L’assouplissement du droit financier et du marché foncier séparé, l’augmentation de la taxation des fermes, l’obstruction à l’aménagement du territoire des sites de peuplement rural, le sacrifice des zones de rotation des cultures au profit de la conservation du paysage, etc., tout cela confirme que la PA 22+ a pour buts d’affaiblir le rôle de l’agriculture en tant que limitation de la cité-Etat en pleine croissance et de la subordonner à ce processus de croissance grâce aux slogans habituels: plus de marché et plus d’écologie.

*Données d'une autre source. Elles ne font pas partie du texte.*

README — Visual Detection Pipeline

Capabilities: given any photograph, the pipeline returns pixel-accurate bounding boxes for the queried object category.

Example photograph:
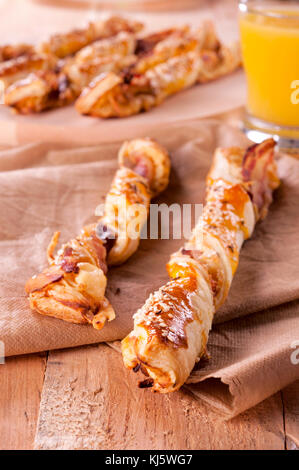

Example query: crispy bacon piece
[122,139,279,393]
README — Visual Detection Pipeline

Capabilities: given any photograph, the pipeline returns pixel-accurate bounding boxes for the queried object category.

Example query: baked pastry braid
[75,52,199,118]
[98,139,170,265]
[4,70,78,114]
[25,139,170,329]
[122,139,279,393]
[0,52,57,90]
[4,32,136,114]
[39,16,143,59]
[75,43,241,118]
[63,32,136,92]
[133,21,220,73]
[0,44,34,62]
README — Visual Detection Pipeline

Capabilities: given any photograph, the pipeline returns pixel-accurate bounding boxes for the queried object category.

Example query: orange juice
[240,2,299,129]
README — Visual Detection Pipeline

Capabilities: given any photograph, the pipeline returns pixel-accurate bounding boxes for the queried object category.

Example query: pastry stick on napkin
[0,120,299,415]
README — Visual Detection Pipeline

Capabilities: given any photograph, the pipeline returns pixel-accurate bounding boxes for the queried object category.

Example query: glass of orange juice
[239,0,299,152]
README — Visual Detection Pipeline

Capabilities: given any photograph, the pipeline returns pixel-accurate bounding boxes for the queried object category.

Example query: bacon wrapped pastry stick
[4,32,136,114]
[0,53,57,89]
[98,139,170,265]
[0,44,34,62]
[63,32,136,92]
[75,52,199,118]
[122,139,279,393]
[76,38,241,118]
[4,70,78,114]
[133,21,220,74]
[39,16,143,59]
[25,139,170,329]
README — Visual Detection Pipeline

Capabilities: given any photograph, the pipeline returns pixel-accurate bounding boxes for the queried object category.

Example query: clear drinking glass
[239,0,299,152]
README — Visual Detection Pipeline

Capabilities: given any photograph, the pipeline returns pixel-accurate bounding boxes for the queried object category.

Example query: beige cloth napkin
[0,120,299,415]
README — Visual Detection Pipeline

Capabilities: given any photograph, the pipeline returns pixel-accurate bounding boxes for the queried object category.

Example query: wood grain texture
[35,344,285,450]
[282,380,299,450]
[0,354,46,450]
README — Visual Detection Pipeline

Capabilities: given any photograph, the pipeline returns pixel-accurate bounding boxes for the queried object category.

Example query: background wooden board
[0,344,299,450]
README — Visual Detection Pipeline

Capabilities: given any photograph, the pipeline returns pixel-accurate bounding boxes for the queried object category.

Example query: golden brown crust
[40,16,143,58]
[25,139,170,329]
[76,22,240,118]
[0,44,34,62]
[4,70,77,114]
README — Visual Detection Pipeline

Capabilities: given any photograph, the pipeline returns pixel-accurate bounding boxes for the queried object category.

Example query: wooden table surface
[0,344,299,450]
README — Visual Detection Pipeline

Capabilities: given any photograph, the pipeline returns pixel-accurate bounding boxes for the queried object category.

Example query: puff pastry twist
[122,139,279,393]
[25,139,170,329]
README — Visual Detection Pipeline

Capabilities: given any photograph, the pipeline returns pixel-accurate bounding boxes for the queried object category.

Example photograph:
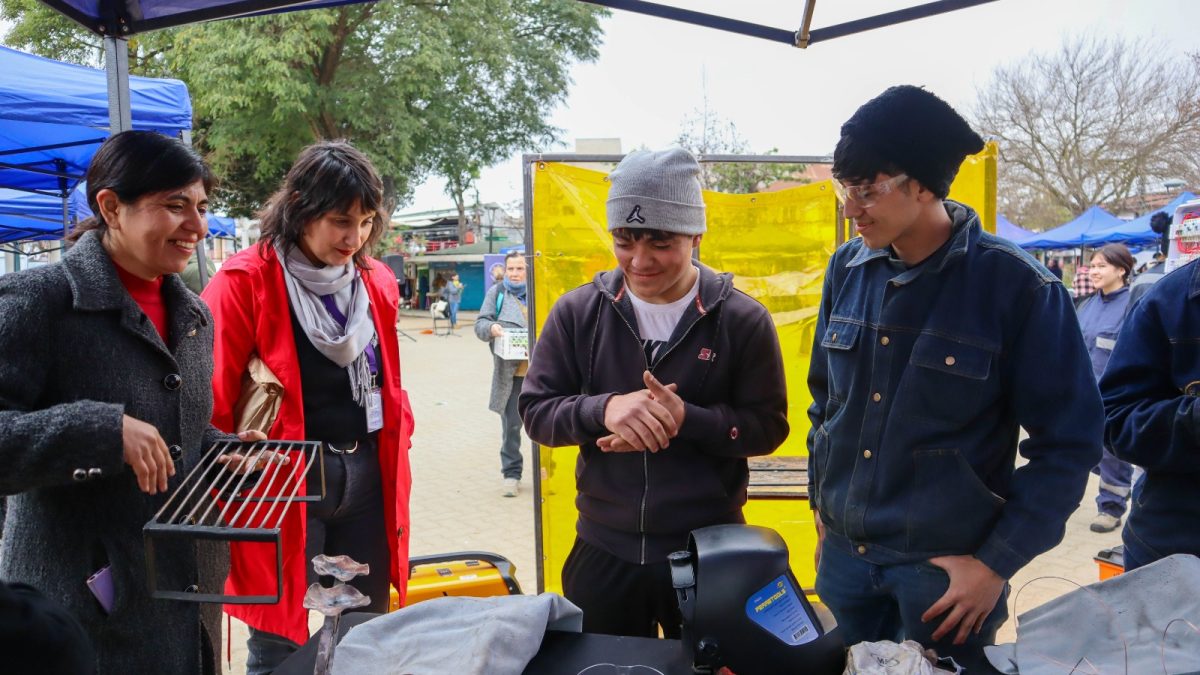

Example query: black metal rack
[142,441,325,604]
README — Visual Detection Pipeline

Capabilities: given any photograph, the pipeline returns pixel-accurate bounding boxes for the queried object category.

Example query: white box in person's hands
[492,328,529,362]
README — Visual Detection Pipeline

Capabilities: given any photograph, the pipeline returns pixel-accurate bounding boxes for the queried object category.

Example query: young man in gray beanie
[520,149,788,638]
[808,86,1104,673]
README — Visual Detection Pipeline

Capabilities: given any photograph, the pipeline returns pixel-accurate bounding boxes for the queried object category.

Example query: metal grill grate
[142,441,325,604]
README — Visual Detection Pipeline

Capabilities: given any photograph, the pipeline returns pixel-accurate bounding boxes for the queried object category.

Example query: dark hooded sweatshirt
[520,264,788,565]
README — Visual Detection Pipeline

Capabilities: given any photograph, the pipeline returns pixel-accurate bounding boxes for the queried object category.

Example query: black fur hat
[834,84,983,199]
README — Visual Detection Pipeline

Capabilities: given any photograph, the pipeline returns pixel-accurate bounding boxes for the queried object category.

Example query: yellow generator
[388,551,521,611]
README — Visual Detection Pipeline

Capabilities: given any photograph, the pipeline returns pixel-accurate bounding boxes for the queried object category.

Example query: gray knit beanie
[608,148,707,234]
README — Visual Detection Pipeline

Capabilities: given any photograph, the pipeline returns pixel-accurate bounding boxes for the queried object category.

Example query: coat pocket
[896,334,1000,424]
[821,318,863,401]
[906,448,1004,554]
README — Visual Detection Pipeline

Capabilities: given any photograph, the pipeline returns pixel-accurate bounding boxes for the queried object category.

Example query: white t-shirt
[625,274,700,365]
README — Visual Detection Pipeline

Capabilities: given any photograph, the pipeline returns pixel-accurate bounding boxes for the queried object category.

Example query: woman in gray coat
[0,132,259,674]
[475,251,529,497]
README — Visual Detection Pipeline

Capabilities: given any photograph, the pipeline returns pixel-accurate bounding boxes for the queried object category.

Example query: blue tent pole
[104,36,133,135]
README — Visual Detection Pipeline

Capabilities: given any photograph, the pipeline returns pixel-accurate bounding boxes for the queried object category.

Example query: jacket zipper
[613,294,707,565]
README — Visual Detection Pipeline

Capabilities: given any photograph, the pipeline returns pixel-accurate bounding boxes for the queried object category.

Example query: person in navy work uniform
[808,85,1103,673]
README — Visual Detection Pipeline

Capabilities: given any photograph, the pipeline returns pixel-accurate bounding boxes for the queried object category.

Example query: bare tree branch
[974,36,1200,228]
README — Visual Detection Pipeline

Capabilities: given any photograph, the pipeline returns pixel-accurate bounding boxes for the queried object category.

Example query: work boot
[502,478,521,497]
[1090,513,1121,532]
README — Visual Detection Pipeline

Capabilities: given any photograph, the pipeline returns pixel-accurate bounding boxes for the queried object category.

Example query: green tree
[428,0,598,239]
[0,0,605,228]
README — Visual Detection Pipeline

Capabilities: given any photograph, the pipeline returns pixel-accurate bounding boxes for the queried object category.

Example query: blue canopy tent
[1094,192,1196,245]
[0,47,192,241]
[35,0,996,48]
[996,214,1037,245]
[0,190,91,244]
[1021,207,1123,249]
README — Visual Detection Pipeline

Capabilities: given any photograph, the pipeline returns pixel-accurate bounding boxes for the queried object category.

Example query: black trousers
[563,537,683,639]
[246,441,391,675]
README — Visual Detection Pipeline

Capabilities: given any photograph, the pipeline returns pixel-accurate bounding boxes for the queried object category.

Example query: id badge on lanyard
[367,335,383,434]
[320,288,383,434]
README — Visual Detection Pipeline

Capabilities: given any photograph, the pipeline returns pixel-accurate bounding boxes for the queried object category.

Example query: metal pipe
[809,0,996,44]
[104,36,133,136]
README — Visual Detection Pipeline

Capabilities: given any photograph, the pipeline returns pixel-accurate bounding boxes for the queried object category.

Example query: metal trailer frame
[521,151,847,593]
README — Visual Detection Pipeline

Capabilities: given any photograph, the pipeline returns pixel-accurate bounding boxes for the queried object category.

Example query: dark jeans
[1092,448,1133,518]
[500,377,524,480]
[563,537,683,639]
[246,442,391,675]
[816,535,1009,673]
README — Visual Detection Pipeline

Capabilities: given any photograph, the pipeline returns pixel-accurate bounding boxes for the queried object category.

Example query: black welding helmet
[670,525,846,675]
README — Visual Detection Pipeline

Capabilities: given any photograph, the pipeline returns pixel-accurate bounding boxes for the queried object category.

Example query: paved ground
[220,313,1121,674]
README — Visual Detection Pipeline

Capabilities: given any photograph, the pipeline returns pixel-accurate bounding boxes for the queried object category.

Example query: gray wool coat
[0,232,228,674]
[475,281,529,414]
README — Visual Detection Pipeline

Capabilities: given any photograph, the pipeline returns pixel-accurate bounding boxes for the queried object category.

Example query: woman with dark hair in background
[1079,244,1135,532]
[203,141,413,675]
[0,131,257,674]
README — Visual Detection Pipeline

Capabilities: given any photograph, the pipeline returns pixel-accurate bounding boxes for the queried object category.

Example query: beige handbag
[233,354,283,434]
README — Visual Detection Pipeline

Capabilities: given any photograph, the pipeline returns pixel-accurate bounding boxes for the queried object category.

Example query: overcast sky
[403,0,1200,210]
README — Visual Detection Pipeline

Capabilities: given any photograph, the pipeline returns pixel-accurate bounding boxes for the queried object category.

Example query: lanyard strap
[320,293,379,380]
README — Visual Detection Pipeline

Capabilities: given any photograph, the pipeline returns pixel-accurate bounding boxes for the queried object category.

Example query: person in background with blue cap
[808,86,1103,673]
[518,148,788,638]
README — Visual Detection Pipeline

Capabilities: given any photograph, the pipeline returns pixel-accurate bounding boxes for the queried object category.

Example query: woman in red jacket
[203,142,413,675]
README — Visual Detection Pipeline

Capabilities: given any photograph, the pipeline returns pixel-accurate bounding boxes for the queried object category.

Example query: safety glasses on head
[833,173,908,209]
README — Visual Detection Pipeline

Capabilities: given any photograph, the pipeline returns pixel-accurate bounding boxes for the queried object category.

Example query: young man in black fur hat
[809,86,1103,671]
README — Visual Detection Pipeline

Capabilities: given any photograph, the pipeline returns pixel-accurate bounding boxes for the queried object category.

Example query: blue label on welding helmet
[746,574,820,645]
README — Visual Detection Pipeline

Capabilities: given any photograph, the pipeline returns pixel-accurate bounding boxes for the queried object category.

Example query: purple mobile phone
[88,565,113,614]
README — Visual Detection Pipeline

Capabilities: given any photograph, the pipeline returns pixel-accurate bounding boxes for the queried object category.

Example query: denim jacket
[808,202,1103,578]
[1100,262,1200,565]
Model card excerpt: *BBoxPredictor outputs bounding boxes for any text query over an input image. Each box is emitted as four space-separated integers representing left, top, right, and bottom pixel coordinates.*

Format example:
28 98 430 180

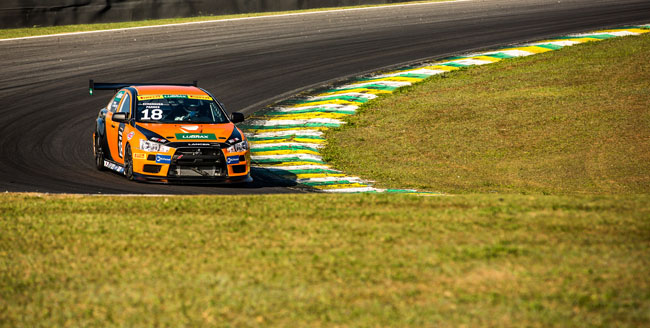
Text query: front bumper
133 146 252 184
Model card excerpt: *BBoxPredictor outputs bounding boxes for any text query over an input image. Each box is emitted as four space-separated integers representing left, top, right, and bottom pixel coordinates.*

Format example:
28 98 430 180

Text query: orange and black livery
90 80 252 183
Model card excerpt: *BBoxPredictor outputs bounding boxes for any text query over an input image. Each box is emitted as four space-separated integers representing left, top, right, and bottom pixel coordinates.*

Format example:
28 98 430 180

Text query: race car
90 80 252 183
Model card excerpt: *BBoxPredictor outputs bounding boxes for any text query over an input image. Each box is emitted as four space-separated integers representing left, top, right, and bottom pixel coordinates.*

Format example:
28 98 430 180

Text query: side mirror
230 112 246 123
112 113 126 123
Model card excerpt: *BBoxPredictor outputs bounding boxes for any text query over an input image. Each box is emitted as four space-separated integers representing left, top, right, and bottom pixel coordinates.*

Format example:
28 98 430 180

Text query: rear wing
88 80 199 96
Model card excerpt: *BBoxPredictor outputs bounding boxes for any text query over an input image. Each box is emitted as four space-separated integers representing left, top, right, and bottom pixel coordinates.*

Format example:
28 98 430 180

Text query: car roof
134 85 208 95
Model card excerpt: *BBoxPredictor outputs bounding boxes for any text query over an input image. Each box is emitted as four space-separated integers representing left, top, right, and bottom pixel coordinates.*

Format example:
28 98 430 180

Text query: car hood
136 123 239 142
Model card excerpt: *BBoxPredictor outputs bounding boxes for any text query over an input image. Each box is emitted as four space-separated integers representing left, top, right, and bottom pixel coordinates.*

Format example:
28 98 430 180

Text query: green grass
325 35 650 195
0 194 650 327
0 0 446 39
0 19 650 327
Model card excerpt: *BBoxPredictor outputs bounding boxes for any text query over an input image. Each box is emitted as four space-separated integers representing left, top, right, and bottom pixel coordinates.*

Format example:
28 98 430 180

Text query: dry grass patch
326 35 650 194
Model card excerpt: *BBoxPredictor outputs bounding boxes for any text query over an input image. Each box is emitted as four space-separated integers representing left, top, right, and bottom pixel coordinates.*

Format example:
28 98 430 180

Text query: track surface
0 0 650 194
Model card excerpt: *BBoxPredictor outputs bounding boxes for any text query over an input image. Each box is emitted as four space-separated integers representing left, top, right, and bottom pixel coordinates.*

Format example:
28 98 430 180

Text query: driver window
108 90 125 113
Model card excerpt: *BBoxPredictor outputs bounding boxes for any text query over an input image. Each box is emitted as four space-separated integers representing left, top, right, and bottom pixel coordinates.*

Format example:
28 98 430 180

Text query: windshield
136 95 228 124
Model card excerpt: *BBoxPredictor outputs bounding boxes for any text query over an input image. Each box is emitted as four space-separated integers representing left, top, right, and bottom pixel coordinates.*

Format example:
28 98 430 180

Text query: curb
240 24 650 195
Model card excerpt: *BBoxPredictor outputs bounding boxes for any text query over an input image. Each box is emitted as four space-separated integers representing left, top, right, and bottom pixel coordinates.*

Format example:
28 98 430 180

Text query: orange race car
90 80 252 183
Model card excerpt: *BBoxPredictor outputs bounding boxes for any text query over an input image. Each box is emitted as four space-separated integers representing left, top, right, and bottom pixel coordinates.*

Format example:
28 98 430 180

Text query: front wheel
124 144 133 180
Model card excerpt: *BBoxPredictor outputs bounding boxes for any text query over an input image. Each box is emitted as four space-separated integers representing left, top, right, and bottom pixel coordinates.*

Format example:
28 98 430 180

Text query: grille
168 147 228 177
232 164 246 173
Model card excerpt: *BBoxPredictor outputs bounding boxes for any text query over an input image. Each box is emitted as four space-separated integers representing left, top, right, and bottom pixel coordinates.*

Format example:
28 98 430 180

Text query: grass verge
0 0 446 39
0 194 650 327
324 35 650 195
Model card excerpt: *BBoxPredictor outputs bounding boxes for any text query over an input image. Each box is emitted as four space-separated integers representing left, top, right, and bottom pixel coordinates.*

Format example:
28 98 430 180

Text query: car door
106 90 127 164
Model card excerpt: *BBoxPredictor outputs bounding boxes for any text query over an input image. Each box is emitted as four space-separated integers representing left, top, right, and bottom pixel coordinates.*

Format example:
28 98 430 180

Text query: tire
124 144 133 181
93 137 106 171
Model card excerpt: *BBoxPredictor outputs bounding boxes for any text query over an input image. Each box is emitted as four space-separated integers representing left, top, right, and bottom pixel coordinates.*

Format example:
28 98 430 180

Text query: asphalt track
0 0 650 194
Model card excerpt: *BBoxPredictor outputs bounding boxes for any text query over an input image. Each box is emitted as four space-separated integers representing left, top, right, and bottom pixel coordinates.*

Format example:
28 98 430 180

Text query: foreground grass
326 35 650 194
0 0 446 39
0 194 650 327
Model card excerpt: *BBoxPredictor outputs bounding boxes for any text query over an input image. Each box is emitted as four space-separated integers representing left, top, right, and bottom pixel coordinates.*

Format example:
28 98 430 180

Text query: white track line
0 0 474 42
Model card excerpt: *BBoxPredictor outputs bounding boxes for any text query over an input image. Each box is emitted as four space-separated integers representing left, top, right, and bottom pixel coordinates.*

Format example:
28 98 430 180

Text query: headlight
140 139 171 153
227 140 248 153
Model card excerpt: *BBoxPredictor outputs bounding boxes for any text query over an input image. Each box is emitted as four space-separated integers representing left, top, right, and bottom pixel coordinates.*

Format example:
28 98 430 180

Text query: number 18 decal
142 108 162 120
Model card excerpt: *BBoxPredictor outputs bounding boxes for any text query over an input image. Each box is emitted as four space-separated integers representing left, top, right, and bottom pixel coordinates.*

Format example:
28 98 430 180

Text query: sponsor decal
156 154 172 164
176 133 217 140
117 123 124 158
104 160 124 173
138 95 212 100
226 156 239 164
187 95 212 100
149 137 167 143
138 95 163 100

Les subventions pour l’industrie agricole et alimentaire doivent fournir des incitations claires pour assurer notre sécurité alimentaire dans l’îlot aux prix élevés qu’est la Suisse tout en maintenant les normes souhaitées pour les aliments et les ressources naturelles nécessaires pour y parvenir. C’est la seule façon de garantir que les préoccupations écologiques des initiatives mentionnées ci-dessus ne conduisent pas à un passage aux importations.
Hans Bieri, le 17 février 2020
Pour de plus amples informations, veuillez contacter Hans Bieri, tél. +41 79 432 43 52
1 Les niches rentables comprennent, par exemple, l’agrotourisme, la transformation des produits de l’entreprise ou l’exploitation de boutiques agricoles. Toutefois, cela déplace l’activité de l’agriculteur de la production primaire (cultures arables, céréales, légumes, fruits, viande et production laitière) vers le secteur des services.
2 Conflits métaboliques: Lors de l’extraction de ressources naturelles, mais aussi dans le cadre d’autres activités humaines (grandes villes, etc.), des sub-stances sont toujours introduites dans la nature. Cela inclut en premier lieu l’application de produits phytosanitaires et d’engrais. Cependant, on accorde moins d’attention au problème de l’augmentation des eaux usées due à la croissance démographique, notamment les restes de médicaments, de préparations hormonales, et de drogues ni à la pollution le long des lignes de chemin de fer et des bords de route ainsi que dans les masses d’eau (notamment les déchets plastiques), qui laissent également des traces dans le sol.